The “drunkard’s walk” refers to the Brownian motion, the seemingly random movement of particles suspended in a fluid. The original thought was that you might be able to calculate the movement by measuring and calculating the interaction. It proved impossible. There are too many factors and too many interactions.
Small changes in a system can dramatically affect the outcome. This is the butterfly effect. The origin cam from a meteorologist who was using a computer model to rerun a weather prediction and one of the numbers he used was shortened from six decimal points to three decimal points. The result was a completely different weather scenario. It’s not that a butterfly can cause the problem. It’s that a seemingly inconsequential random event can lead to a big change in an outcome.

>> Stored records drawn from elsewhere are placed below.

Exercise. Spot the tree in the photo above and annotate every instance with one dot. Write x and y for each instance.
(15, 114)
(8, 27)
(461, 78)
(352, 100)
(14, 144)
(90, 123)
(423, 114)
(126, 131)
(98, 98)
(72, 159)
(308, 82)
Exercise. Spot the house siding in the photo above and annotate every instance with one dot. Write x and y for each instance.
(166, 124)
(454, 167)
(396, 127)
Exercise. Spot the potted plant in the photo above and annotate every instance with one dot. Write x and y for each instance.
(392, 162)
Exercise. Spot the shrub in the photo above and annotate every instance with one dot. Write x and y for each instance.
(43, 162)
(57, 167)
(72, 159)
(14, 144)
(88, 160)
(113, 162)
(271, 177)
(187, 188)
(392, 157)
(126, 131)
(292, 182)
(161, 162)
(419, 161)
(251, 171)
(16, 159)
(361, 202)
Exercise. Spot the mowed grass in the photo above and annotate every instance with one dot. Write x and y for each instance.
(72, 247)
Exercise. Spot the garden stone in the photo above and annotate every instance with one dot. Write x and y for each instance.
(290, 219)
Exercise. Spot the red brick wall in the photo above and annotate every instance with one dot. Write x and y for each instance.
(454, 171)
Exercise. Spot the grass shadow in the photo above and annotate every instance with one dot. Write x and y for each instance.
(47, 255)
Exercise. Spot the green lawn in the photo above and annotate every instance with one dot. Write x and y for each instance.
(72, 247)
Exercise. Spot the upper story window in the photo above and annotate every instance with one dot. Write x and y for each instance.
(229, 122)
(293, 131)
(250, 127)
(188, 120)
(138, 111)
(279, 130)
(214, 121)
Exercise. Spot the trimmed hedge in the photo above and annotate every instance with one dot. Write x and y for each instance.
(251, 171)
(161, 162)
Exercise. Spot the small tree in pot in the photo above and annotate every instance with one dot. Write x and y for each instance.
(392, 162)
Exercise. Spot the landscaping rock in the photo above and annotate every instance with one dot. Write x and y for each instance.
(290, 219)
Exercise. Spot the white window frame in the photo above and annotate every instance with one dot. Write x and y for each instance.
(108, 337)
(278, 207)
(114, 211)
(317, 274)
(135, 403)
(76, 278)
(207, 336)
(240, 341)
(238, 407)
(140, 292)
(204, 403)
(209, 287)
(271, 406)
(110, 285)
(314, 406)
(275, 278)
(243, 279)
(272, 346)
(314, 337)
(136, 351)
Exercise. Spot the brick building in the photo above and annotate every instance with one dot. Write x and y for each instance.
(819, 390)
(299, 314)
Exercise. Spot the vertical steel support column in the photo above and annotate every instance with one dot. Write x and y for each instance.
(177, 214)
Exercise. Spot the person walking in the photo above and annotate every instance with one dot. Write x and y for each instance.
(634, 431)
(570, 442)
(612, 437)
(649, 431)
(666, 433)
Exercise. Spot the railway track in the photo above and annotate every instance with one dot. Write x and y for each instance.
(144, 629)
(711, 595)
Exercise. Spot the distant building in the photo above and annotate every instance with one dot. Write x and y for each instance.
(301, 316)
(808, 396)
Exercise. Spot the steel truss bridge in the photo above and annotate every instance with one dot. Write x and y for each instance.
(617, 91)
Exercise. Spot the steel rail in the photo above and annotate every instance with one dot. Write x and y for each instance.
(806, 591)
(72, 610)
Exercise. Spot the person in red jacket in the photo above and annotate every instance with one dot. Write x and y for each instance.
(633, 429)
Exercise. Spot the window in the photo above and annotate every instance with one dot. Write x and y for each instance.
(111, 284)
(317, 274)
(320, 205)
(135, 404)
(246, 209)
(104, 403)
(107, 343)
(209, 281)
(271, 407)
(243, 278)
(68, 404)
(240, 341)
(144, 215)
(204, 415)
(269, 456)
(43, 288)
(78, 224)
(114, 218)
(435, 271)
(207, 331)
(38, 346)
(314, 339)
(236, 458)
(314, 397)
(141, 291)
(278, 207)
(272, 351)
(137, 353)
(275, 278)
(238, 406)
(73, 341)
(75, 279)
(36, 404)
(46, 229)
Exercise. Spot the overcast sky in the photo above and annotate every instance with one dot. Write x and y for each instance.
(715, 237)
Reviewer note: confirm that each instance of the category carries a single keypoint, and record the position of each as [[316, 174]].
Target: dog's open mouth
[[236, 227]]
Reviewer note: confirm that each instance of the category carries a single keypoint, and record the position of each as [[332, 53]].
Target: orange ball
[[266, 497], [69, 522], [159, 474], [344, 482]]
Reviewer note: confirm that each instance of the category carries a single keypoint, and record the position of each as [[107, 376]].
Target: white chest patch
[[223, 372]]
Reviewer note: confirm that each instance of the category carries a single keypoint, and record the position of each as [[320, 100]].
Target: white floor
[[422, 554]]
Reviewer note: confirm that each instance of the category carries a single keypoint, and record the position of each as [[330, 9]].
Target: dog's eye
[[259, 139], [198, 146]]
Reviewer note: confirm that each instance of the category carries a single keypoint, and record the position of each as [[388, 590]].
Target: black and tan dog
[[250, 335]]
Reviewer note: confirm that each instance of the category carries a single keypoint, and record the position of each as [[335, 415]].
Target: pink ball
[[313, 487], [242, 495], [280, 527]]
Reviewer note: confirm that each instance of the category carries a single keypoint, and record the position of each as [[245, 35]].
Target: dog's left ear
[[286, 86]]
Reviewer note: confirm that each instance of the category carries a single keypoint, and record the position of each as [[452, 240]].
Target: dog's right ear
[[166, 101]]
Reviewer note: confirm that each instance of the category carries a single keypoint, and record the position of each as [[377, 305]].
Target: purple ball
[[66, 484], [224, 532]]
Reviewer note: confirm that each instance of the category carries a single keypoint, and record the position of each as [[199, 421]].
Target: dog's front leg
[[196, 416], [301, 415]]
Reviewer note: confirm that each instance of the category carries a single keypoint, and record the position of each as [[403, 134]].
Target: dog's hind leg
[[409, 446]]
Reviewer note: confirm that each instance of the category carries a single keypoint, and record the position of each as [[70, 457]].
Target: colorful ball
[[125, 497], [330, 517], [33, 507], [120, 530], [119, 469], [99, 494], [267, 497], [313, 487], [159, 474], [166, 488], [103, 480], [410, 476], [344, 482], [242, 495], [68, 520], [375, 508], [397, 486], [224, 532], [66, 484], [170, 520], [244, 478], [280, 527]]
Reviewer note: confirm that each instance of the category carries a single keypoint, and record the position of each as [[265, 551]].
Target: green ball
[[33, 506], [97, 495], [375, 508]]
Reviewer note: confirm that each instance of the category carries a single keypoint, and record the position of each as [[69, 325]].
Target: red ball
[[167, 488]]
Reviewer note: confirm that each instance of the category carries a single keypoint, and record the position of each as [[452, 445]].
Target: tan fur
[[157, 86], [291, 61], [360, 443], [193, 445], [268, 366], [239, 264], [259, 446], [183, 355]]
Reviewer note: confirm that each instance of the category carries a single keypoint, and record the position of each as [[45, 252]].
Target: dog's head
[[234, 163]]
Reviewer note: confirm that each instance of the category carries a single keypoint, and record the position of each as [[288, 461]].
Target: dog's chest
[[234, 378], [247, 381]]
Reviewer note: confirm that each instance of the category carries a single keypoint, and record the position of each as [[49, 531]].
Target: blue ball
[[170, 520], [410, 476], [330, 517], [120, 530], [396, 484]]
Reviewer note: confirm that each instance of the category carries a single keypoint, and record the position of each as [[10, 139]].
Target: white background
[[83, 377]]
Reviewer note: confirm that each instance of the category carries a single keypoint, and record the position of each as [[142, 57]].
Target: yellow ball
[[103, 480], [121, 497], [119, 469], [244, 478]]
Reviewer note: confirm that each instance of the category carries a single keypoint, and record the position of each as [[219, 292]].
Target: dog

Leonard Mlodinow addressed this topic in The Drunkard’s Walk: How Randomness Rules Our Lives. (I mentioned the book previously in Criticism and Praise.) There is much more randomness in our lives than we give credit.
We poorly understand the effect of randomness.
He explores his concepts using the backdrop of Pearl Harbor. In hindsight there were many signs pointing to the eventual attack. “In any complex string of events in which each event unfolds with some element of uncertainty, there is a fundamental asymmetry between past and future.” It’s nearly impossible to predict before the fact, but relatively easy to understand afterward. We have seen the same 20/20 hindsight with the 9/11 attacks.
That’s why it is easy to explain why the weather happened three days ago, but have trouble getting the weather forecast right three days into the future.
Mlodinow never mentions it, but for me the next step is the theory of the Black Swan. How do you end up with high-impact, hard-to-predict, and rare events that are beyond the realm of normal expectations?
Combining the Black Swan with the Drunkard’s Walk and the Butterfly Effect, you see that a combination of small events can lead to an over-sized outcome. We get used to being able to calculate and measure so many things. There will always be factors that we miss, or overweight or underweight.
Not to be depressing. The Drunkard’s Walk leaves you feeling in less control than when you started. But there is a factor you can control: the number of chances that you take. “Even a coin weighted toward failure will sometimes land on success.” Keep flipping the coin.
The Drunkard’s Walk is worth reading if you deal with risk.